São Paulo – Brazilian agribusiness exports grossed USD 88.22 billion in 2015, down 8.8% from USD 96.75 billion in 2014, the Brazilian Ministry of Agriculture, Livestock and Supply reported this Monday (11) in Brasília. Imports plummeted 21.3% to USD 13.07 billion. The ensuing trade surplus was USD 75.15%. Agribusiness products accounted for 46.2% of total exports from Brazil last year.
According to the ministry, despite the decline in sales figures, volume increased for several products. The amounts of soy, soy bran, raw chicken and green coffee beans exported from Brazil were the highest ever.
Soybean exports fetched USD 20.982 billion, down 9.8%, but shipped volume was up 18.9% to 54.3 million tons. The Ministry reported that in 2014, Brazilian soy was exported for USD 509 per ton. Last year, the average price dropped to USD 386 per ton, a 24.2% decline.

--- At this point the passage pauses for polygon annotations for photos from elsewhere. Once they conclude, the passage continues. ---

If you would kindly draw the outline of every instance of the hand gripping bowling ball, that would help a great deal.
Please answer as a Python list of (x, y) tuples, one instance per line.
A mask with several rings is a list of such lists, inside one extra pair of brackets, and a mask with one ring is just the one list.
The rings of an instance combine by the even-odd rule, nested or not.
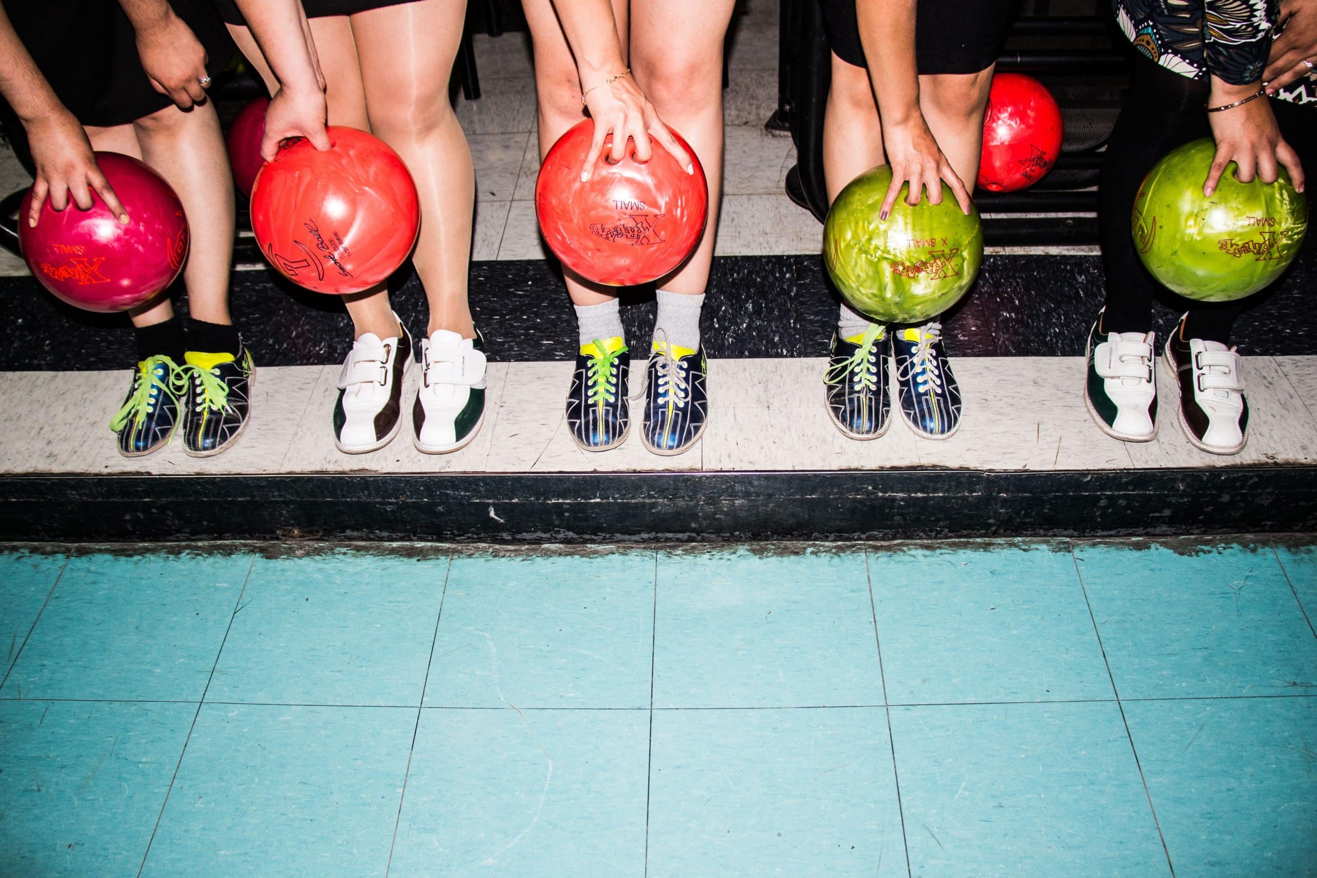
[(699, 244), (709, 216), (709, 186), (695, 151), (673, 132), (695, 166), (686, 174), (656, 141), (645, 163), (635, 143), (614, 165), (605, 153), (589, 182), (581, 167), (594, 122), (574, 125), (549, 149), (535, 184), (540, 230), (562, 265), (587, 280), (630, 287), (676, 270)]
[(1295, 261), (1308, 230), (1308, 201), (1284, 168), (1275, 183), (1241, 183), (1231, 162), (1205, 196), (1216, 151), (1205, 137), (1167, 153), (1143, 178), (1130, 222), (1148, 272), (1198, 301), (1233, 301), (1262, 290)]
[(1062, 109), (1040, 82), (997, 74), (988, 92), (979, 188), (1014, 192), (1052, 170), (1062, 153)]
[(224, 136), (229, 151), (229, 167), (233, 168), (233, 182), (242, 195), (252, 197), (252, 184), (265, 165), (261, 158), (261, 138), (265, 137), (265, 111), (270, 108), (269, 97), (257, 97), (238, 111)]
[(252, 230), (270, 265), (298, 286), (361, 292), (411, 254), (420, 201), (407, 166), (382, 140), (356, 128), (327, 130), (328, 150), (296, 140), (261, 168)]
[(165, 178), (119, 153), (96, 153), (96, 165), (128, 212), (119, 221), (92, 192), (92, 208), (71, 200), (55, 211), (47, 200), (37, 226), (28, 225), (29, 191), (22, 200), (18, 245), (37, 280), (84, 311), (128, 311), (154, 299), (187, 261), (183, 203)]
[(823, 225), (823, 265), (851, 307), (878, 323), (925, 323), (956, 304), (979, 275), (984, 230), (946, 183), (942, 204), (905, 203), (901, 187), (886, 220), (878, 219), (892, 183), (880, 165), (851, 180)]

Soy bean, bran and oil were the top-selling product group, grossing USD 27.957 billion, down 11% from 2014. Beef exports reached USD 14.7 billion, down 15.5%, and forest products’ exports fetched USD 10.33 billion, up 3.8%. Sugar and ethanol exports reached USD 8.5 billion (-17.7%) and coffee exports fetched USD 6.16 billion (-7.6%).
The leading importing region was Asia, at USD 38 billion, down 3.2% from 2014, followed by the European Union at USD 18.2 billion (-14.9%); Nafta (United States, Mexico and Canada), at USD 7.7 billion (-6%); the Middle East, at USD 7.2 billion (-0.4%); and Africa, at USD 5.8 billion (-11.2%).
China was the top individual importer of Brazilian agriculture and livestock products at USD 21.8 billion last year, down 3.6% from 2014, followed by the United States, the Netherlands, Germany and Japan.
Saudi Arabia ranked 7th overall and was the top Arab buyer at USD 2.2 billion in 2015, up 8% from 2014. Egypt ranked 15th. Brazilian agribusiness exports to the North African country grossed USD 1.7 billion in 2015, down 1.9% from 2014. These were the two Arab nations in Brazil’s top 20 export list in 2015.
In December alone, Brazilian exports fetched USD 6.86 billion, up 1.4% from December 2014. Imports amounted to USD 896 million, down 28.1%. Meats, cereals, sugar and ethanol, forest products and soy bean, bran and oil were the top-selling products in December. The top agribusiness import products were wheat, fisheries, paper and malt.
At a press conference, the Agriculture Ministry’s International Relations secretary Tatiana Palermo said agribusiness export revenues “fell much less” than those of other sectors of the economy.
“The slowdown was far less pronounced than in other sectors [of the Brazilian economy which export]. We have kept the overall trade balance from falling too much and we also achieved a surplus at a very difficult time, even as the global economy is slowing down, especially China’s,” government news outlet Agência Brasil quoted Palermo as saying.
She also said the Ministry expects a 2% rebound in value and bigger export volumes in 2016. “For 2016, we are hoping to see revenues and export volume go up for beef, because we have begun selling to China, Saudi Arabia and Russia,” the secretary said.